Split train and run pipeline

matchms / ms2deepscore

Deep learning similarity measure for comparing MS/MS spectra with respect to their chemical similarity

Apache License 2.0

53 stars 24 forks source link

Split train and run pipeline #132

Closed niekdejonge closed 1 year ago

niekdejonge commented 1 year ago

Since RDKit is needed for training models this should not be a default dependency. We can split the package in two based on if dependencies and code are needed for training or only for running.

Split code on train and run (training can depend on run, but run not on training)
Split tests. Change github actions to run the tests for training from the tests for running. Install only the dependencies needed for this.
Split dependencies. Separate the dependencies needed for training from running.

niekdejonge commented 1 year ago

I realize that this would make it impossible to pip install MS2Deepscore for training, however I think this doe not have to be a problem, since we can just add explanation of cloning an pip install -e .[train] to the readme. Which I think is the correct approach anyway if you want to train models yourself.

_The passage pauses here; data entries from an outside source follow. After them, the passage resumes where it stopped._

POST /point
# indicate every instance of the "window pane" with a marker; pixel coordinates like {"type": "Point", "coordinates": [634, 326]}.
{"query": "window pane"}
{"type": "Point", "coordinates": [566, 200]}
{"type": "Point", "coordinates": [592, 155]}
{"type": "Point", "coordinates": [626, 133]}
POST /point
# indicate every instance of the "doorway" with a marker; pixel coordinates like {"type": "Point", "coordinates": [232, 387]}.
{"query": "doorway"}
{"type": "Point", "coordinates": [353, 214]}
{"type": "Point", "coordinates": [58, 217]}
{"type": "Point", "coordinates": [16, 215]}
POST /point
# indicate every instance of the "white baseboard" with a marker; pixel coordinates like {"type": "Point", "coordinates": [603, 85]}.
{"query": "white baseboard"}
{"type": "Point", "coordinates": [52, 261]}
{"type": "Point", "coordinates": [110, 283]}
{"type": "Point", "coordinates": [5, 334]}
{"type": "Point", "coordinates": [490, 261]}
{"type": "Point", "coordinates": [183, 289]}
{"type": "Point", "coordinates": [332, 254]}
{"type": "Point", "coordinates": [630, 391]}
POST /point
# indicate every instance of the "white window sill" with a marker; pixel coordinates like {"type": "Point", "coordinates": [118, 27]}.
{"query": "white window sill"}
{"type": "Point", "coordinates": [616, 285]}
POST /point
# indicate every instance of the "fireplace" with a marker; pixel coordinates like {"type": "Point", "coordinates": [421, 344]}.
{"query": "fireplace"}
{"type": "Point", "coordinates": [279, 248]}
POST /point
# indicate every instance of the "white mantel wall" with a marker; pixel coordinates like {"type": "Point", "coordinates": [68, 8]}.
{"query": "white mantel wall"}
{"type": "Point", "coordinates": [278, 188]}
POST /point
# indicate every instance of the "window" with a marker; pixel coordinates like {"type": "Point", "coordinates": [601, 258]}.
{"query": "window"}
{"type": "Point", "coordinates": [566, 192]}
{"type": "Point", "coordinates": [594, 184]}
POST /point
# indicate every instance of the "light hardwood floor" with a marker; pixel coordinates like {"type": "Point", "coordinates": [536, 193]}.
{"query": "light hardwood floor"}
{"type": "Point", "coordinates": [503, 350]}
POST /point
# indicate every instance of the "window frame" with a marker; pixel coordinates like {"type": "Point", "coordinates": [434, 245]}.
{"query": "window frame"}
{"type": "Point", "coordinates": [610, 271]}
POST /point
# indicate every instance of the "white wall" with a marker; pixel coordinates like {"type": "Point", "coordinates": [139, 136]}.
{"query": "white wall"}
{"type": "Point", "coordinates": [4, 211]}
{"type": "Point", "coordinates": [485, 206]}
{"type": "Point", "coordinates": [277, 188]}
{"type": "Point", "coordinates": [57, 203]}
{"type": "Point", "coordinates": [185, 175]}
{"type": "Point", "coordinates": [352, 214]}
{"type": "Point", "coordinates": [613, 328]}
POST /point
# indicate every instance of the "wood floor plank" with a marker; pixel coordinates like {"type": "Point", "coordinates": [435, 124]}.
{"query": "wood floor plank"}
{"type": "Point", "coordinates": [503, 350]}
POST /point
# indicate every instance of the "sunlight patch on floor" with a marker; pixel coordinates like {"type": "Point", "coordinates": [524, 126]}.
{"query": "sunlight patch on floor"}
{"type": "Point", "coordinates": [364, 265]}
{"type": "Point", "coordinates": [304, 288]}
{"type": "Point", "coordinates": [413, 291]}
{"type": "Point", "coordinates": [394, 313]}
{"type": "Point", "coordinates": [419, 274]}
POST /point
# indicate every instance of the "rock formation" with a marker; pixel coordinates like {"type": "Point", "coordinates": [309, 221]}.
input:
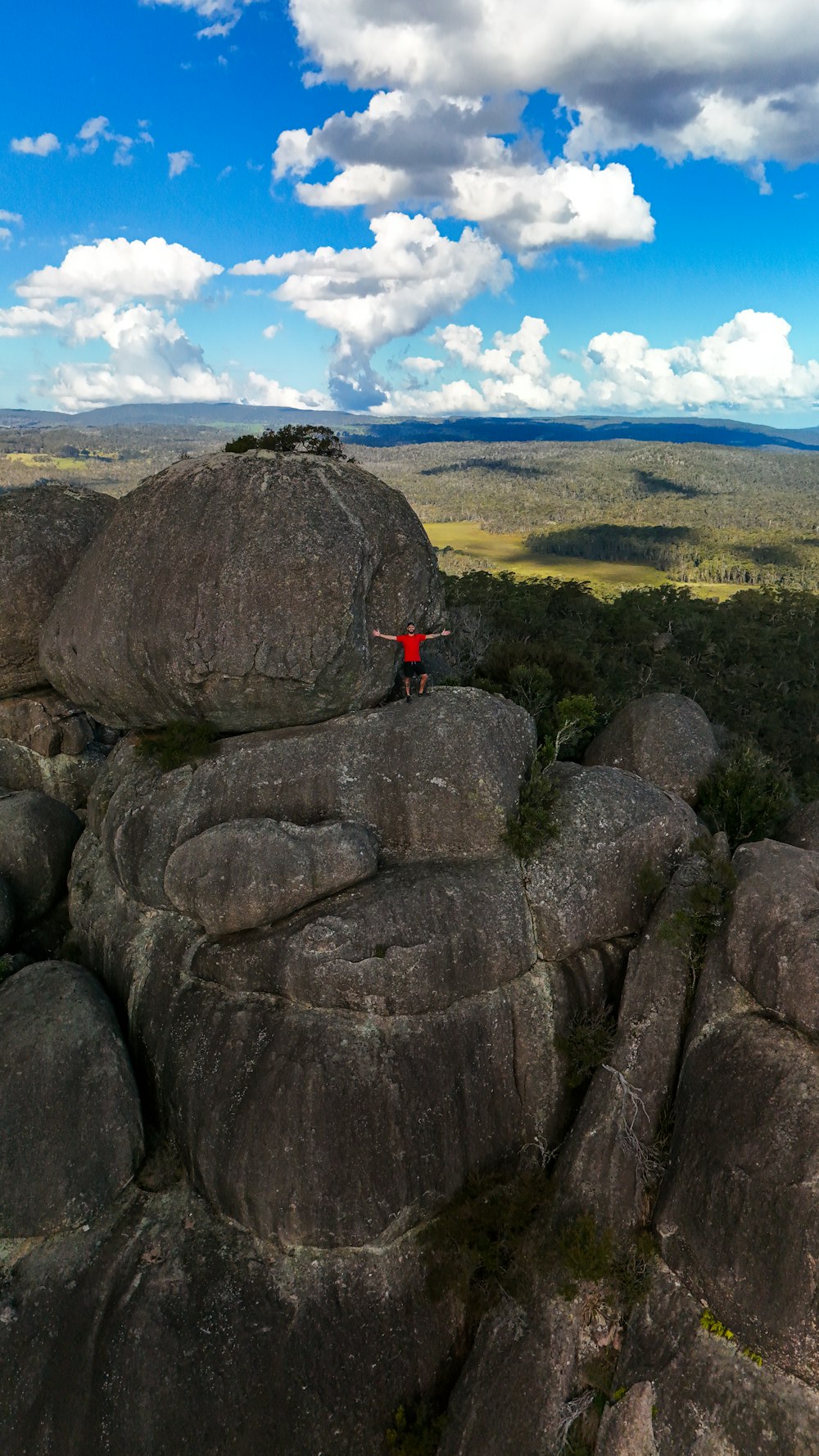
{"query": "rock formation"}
{"type": "Point", "coordinates": [346, 1005]}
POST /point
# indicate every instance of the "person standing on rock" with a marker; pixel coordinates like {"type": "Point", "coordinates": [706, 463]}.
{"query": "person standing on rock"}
{"type": "Point", "coordinates": [411, 645]}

florian-huber commented 1 year ago

I think that splitting dependencies (as you did Niek) is a good and not too complicated solution. I would -for now- not split the code itself because there is little gain in it (unless I miss something) but quite some extra work.

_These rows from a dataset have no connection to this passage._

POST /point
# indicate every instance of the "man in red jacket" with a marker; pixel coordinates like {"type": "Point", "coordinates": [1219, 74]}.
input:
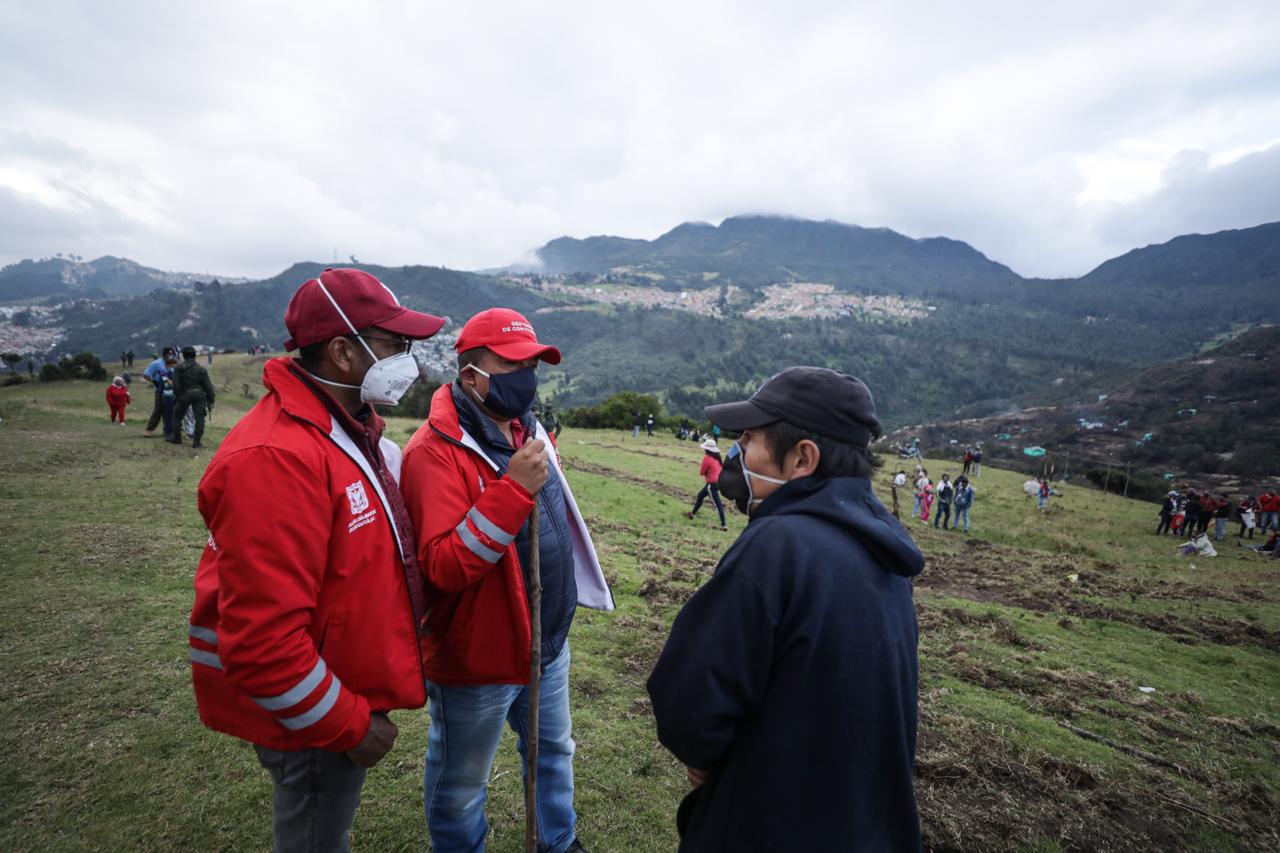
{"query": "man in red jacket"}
{"type": "Point", "coordinates": [309, 598]}
{"type": "Point", "coordinates": [471, 473]}
{"type": "Point", "coordinates": [1269, 506]}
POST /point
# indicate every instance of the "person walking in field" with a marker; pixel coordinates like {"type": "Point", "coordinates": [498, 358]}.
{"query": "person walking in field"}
{"type": "Point", "coordinates": [152, 374]}
{"type": "Point", "coordinates": [117, 398]}
{"type": "Point", "coordinates": [471, 477]}
{"type": "Point", "coordinates": [1208, 507]}
{"type": "Point", "coordinates": [944, 493]}
{"type": "Point", "coordinates": [193, 391]}
{"type": "Point", "coordinates": [1269, 509]}
{"type": "Point", "coordinates": [709, 470]}
{"type": "Point", "coordinates": [1221, 516]}
{"type": "Point", "coordinates": [787, 685]}
{"type": "Point", "coordinates": [963, 502]}
{"type": "Point", "coordinates": [1166, 512]}
{"type": "Point", "coordinates": [309, 597]}
{"type": "Point", "coordinates": [1248, 511]}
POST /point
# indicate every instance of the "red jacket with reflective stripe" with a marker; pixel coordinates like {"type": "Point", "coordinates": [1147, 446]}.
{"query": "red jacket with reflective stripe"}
{"type": "Point", "coordinates": [464, 516]}
{"type": "Point", "coordinates": [302, 623]}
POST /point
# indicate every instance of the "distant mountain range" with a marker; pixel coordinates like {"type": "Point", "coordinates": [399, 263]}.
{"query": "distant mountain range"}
{"type": "Point", "coordinates": [754, 251]}
{"type": "Point", "coordinates": [99, 278]}
{"type": "Point", "coordinates": [1208, 419]}
{"type": "Point", "coordinates": [705, 313]}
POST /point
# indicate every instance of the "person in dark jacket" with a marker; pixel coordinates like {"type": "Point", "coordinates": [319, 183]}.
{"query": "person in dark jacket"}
{"type": "Point", "coordinates": [470, 478]}
{"type": "Point", "coordinates": [192, 389]}
{"type": "Point", "coordinates": [945, 493]}
{"type": "Point", "coordinates": [1208, 506]}
{"type": "Point", "coordinates": [1166, 512]}
{"type": "Point", "coordinates": [1191, 510]}
{"type": "Point", "coordinates": [789, 683]}
{"type": "Point", "coordinates": [154, 374]}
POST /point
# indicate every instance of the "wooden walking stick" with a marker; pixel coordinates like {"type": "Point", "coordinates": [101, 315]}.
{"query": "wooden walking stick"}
{"type": "Point", "coordinates": [535, 680]}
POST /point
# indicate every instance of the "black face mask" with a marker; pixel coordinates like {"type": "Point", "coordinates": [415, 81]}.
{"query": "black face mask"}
{"type": "Point", "coordinates": [732, 483]}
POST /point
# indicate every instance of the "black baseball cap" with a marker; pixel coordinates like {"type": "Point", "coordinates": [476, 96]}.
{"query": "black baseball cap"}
{"type": "Point", "coordinates": [819, 400]}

niekdejonge commented 1 year ago

Yes I agree. The main benefit would be making it easier to build into other tools. Having a clearly separated code can really help understand quickly what the code is doing and how it can be integrated, since those tools will most of the time only need the run ability and a default model.

There are some plans to build MS2Query (and MS2Deepscore) into MZMine in about a year from now. Since that would mean rewriting in Java it would make sense to only implement the running part and leave the training part as a separate part.

However, clearly separating the code can also be done at that point.

florian-huber commented 1 year ago

There are some plans to build MS2Query (and MS2Deepscore) into MZMine in about a year from now. Since that would mean rewriting in Java it would make sense to only implement the running part and leave the training part as a separate part.

That would be a very good reason to divide code, if necessary. I suggest that we sit together once those plans become more concrete! We can then choose an option that fits best to all needs, e.g. having two separate packages, but maybe also something as ms2deepscore (full version) and ms2deepscore_light (only inference).

niekdejonge commented 1 year ago

With the current developments going on it might indeed also be best to do this once the newer versions of MS2Deepscore have finalized more.

florian-huber commented 1 year ago

I would actually close this (for now). Mostly because matchms now has rdkit as default dependency. In case we face issues when working with other tools (MZMine etc.), we can reopen this or create a new issue.